Dear Abby’s column for Sunday Sept. 6 has a story from a reader who is declining social invitations, but is keeping quiet about the reason:

When someone who is hurting financially is invited out to a restaurant, bar, movie, etc., and the person declines your invitation, please don’t take it personally. He or she may be watching every penny. Every cent matters if it’s needed for food, shelter, bills, etc. A person in this situation simply cannot afford to “splurge” on these kinds of activities.

Jeanne Phillips, who now writes the Dear Abby column that was started by her late mother, said she understood and emphasized that finances are sometimes the reason for a declined invitation.

However … I think it is a mistake to not let your friends, acquaintances and colleagues know you have decided to cut back financially rather than cut back on being part of their lives. You will be more upset than you already are about your financial situation if you never get out of the house.

I don’t go around telling people the list of what bills my husband and I have to pay that week. I also don’t write about my credit score or my exact income like some personal finance bloggers do (Note that bloggers who write that specifically about their finances are usually writing anonymously).

I do, however, follow up as needed with explanations or references that I think people understand fairly quickly. Here are some of the responses I’ve given people in recent months:

  • “No, I’m sorry. We don’t have the funds. My husband has been on layoff quite a bit this year.”
  • “Let’s meet up for pizza on Saturday night instead of going to Cedar Point on Sunday. We’re saving up our slush money for another event that’s already on the calendar.”
  • “I have a schedule conflict for the dinner on Saturday, but I’d love to meet up with you at the high school football game Friday night.”
  • “I already had lunch. Let’s just order coffee and dessert.”
  • “We’ll arrange it as a day trip this time rather than a weekend away.”

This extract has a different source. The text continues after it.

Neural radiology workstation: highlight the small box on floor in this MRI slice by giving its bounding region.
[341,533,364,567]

Besides, most of my readers live in Michigan or Ohio. You all most certainly know someone who has been personally affected by the recession: underwater mortgage, a former home that won’t sell, investment fund collapsed, extended layoff, furlough days, unemployment, pay cut, loss of overtime, loss in commissions or business revenue.

So, how else does a financially strained person socialize? Well, depending on the time of year and their interests, this could include:

  • The free summer outdoor concerts at St. Mary’s Park and Loranger Square pavilion in Monroe, Mich. BYO food is quite acceptable at those events.
  • Picnics or beach parties at Sterling State Park. Remember to carpool so that only one vehicle entry fee is required. Besides, Michigan Bridge Card holders and Michigan residents age 65 and older are eligible for reduced-rate annual passes.
  • Attend the musical pageants and concerts that are hosted by local churches, schools and shopping malls. Most of the live amateur performances in the Monroe area are free or admission by donation, and the local entertainment calendar will be pretty full from mid-November to mid-December.
  • Play cards and games at each others’ homes. One of the reasons that today’s senior citizens like to play cards is that it was cheap entertainment when they were growing up. (Just don’t turn a friendly poker game into a gambling contest.) And most families today have quite an assortment of board games or video games that they can trade off or share with friends.
  • “Tailgate parties” at each other’s homes to watch a favorite sports event. Split up the food and beverage assignments potluck-style, and you might be able to eat just as well as you would at the sports bar.